For most types of non-B DNA, the team found increased mutation rates. The differences were enough that non-B DNA mutation rates impacted regional variation in their immediate surroundings. These differences also helped explain a large portion of the variation that can be seen along the genome at the scale of millions of nucleotides.
“When we look at all the known factors that influence regional variation in mutation rates across the genome, non-B DNA is the largest contributor,” said Francesca Chiaromonte, Huck Chair in Statistics for the Life Sciences at Penn State and one of the leaders of the research team. “We’ve been studying regional variation in mutation rates for a long time from a lot of different angles. The fact that non-B DNA is such a major contributor to this variation is an important discovery.”
“Our results have critical medical implications,” said Kristin Eckert, professor of pathology and biochemistry and molecular biology at Penn State College of Medicine, Penn State Cancer Institute researcher, an author on the paper, and the team’s long-time collaborator. “For example, human geneticists should consider the potential of a locus to form non-B DNA when evaluating candidate genetic variants for human genetic diseases.
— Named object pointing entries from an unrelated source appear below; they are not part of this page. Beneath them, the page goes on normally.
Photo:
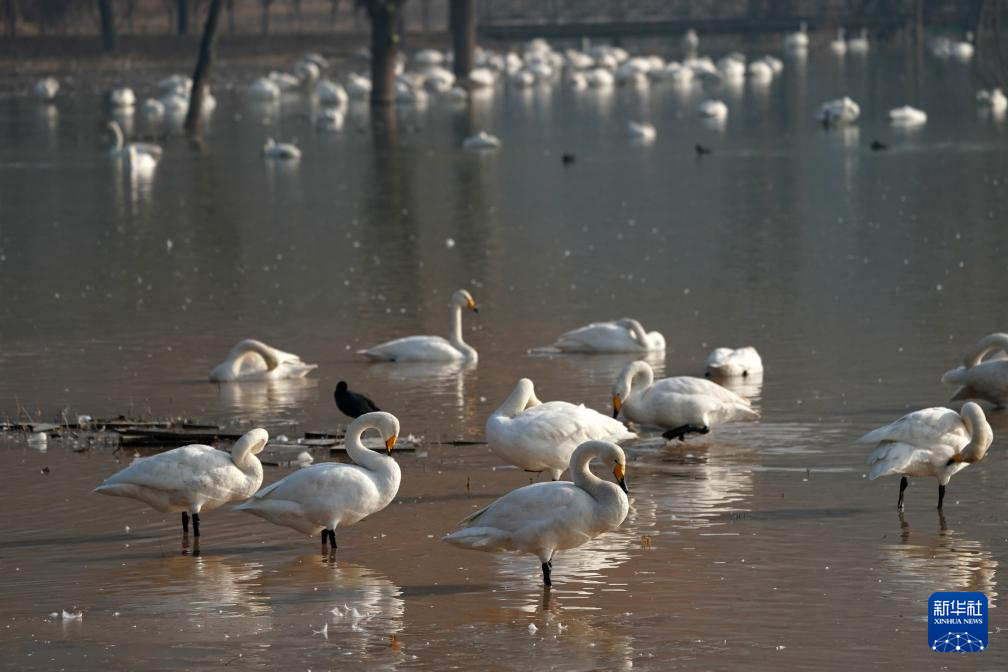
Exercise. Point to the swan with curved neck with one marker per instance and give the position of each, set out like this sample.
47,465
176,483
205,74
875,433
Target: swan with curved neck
545,518
253,360
323,497
983,377
936,442
679,405
193,479
623,336
122,149
430,348
540,436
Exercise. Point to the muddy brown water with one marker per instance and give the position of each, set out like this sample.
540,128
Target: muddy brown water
860,276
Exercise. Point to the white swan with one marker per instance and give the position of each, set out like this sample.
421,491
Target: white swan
623,336
680,405
540,436
280,150
481,141
733,363
980,378
839,111
46,89
714,110
323,497
993,99
193,479
253,360
798,39
859,43
641,131
430,349
122,97
548,517
120,149
839,43
907,116
934,442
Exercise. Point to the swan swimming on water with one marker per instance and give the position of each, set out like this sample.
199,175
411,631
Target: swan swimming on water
430,348
935,442
544,518
679,405
539,436
253,360
623,336
982,377
323,497
193,479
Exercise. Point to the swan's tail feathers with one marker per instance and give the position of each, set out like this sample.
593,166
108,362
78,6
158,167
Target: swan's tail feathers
477,538
965,393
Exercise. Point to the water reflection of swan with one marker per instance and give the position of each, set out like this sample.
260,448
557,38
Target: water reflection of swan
277,397
925,559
Our current and future research is focused on unraveling the mechanistic basis behind the elevated mutation rates at non-B DNA.”
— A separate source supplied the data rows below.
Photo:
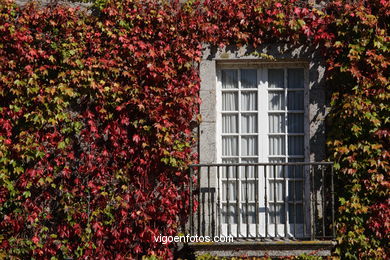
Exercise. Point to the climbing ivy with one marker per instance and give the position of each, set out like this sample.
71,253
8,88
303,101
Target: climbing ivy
97,109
The results also have evolutionary implications.
“We know that natural selection can impact variation in the genome, so for this study we only looked at regions of the genome that we think are not under the influence of selection,” said Yi-Fei Huang, assistant professor of biology at Penn State and one of the leaders of the research team. “This allows us to establish a baseline mutation rate for each type of non-B DNA that in the future we could potentially use to help identify signatures of natural selection in these sequences.”
Because of their increased mutation rates, non-B DNA sequences could be an important source of genetic variation, which is the ultimate source of evolutionary change.
“Mutations are usually thought to be so rare, that when we see the same mutation in different individuals, the assumption is that those individuals shared an ancestor who passed the mutation to them both,” said Makova, a Penn State Cancer Institute researcher. “But it’s possible that the mutation rate is so high in some of these non-B DNA regions that the same mutation could occur independently in several different individuals. If this is true, it would change how we think about evolution.”
In addition to Guiblet, Makova, Cremona, Eckert, Huang and Chiaromonte, the research team at Penn State includes Robert S. Harris and Di Chen. The research was funded by the U.S. National Institutes of Health; Penn State Clinical and Translational Sciences Institute; the Penn State Institute of Computational and Data Sciences; the Huck Institutes of the Life Sciences at Penn State; the Penn State Eberly College of Science; the Pennsylvania Department of Health; and the CBIOS Predoctoral Training Program.